2. Description of Related Art
If an impeller used in a centrifugal compressor or the like comprises a disc 11, a shroud 12, and blades 13, as shown in FIG. 7, these constituent elements are usually welded to integrate them into a single piece during the process of manufacturing the impeller. A first, widely used method of welding the blades 13 is to bond the disc 11 and blades 13, which are machined as separate members, and to bond the shroud 12 and blades 13, which are also machined as separate members, by fillet welding in an arc welding method such as shielded metal arc welding, metal inert gas (MIG) welding, or tungsten inert gas (TIG) welding, as shown in FIG. 8. Another, second method is to form the blades 13 and disc 11 by cutting or another type of machining so that they become an integral part, to insert each of the blades 13 into a slot formed in the shroud 12, and to apply overlaying welding to the slot by an arc welding method to bond an end of the blade 13 to the shroud 12, as shown in FIG. 9.
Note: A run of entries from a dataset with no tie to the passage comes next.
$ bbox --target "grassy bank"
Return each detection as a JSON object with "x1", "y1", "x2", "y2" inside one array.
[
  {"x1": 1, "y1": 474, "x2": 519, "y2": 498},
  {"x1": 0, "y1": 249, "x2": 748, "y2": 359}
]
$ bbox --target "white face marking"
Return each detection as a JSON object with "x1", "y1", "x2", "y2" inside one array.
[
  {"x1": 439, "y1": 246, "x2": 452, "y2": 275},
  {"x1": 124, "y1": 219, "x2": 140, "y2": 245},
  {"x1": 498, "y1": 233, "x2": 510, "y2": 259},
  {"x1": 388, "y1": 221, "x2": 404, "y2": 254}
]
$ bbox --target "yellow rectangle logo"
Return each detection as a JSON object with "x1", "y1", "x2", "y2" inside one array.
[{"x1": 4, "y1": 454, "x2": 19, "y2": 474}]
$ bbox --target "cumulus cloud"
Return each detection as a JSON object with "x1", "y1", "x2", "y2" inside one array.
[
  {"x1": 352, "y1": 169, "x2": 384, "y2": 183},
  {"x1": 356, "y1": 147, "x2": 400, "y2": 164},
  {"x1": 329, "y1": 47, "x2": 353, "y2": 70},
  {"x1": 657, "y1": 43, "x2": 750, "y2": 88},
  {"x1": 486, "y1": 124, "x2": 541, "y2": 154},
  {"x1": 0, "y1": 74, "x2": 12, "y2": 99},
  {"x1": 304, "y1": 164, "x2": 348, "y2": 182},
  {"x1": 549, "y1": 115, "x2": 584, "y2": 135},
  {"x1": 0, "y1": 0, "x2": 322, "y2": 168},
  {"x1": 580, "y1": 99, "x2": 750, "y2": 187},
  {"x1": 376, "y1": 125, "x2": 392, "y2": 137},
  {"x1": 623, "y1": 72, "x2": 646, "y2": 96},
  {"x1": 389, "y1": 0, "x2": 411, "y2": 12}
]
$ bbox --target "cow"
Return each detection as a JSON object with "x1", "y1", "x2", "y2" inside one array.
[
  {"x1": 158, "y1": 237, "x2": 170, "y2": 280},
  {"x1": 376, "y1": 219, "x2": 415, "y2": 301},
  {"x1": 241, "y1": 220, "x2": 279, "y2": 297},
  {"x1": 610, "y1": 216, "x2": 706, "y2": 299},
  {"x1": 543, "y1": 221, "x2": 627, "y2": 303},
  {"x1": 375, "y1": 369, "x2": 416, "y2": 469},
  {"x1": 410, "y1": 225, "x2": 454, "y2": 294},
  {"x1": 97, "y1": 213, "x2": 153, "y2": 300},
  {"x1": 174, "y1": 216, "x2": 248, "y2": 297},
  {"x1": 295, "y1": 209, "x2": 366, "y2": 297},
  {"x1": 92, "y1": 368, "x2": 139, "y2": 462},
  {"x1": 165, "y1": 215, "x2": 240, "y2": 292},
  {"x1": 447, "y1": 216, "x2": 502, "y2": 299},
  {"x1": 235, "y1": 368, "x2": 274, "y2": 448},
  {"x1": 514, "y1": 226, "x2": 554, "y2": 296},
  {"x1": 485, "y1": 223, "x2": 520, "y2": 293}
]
In the first method, positioning precision is low. Since the height of the blade 13 is low, another problem occurs if a gap 15 between the disc 11 and shroud 12 is small. A welding rod and a welding torch cannot be inserted into the gap, thus preventing welding.
The second method is advantageous in that welding is performed from the outer surface of the shroud 12, and thus welding is possible even when there is a gap between the disc 11 and shroud 12. However, welding heat input is large and welding deformation becomes problematic. Another problem is that a backing bead 4, which is formed at the bonding part between the shroud 12 and blade 13, is likely to have a non-uniform shape due to variations in arc.
In a conventional method, as disclosed in, for example, the Japanese Patent Application Laid-open No. Sho 62 (1987)-107866, in order to address these problems, a water-soluble deformation preventing material and a heat-resistant ceramic backing material are placed between the disc 11 and shroud 12 to suppress welding deformation and to adjust the shape of the backing bead. In another method, as disclosed in the Japanese Patent Application Laid-open No. Sho 63 (1988)-26285, electron beams that have a high energy density, and that can reduce the welding heat input, are used as the heat source to form the backing bead and to perform overlaying welding.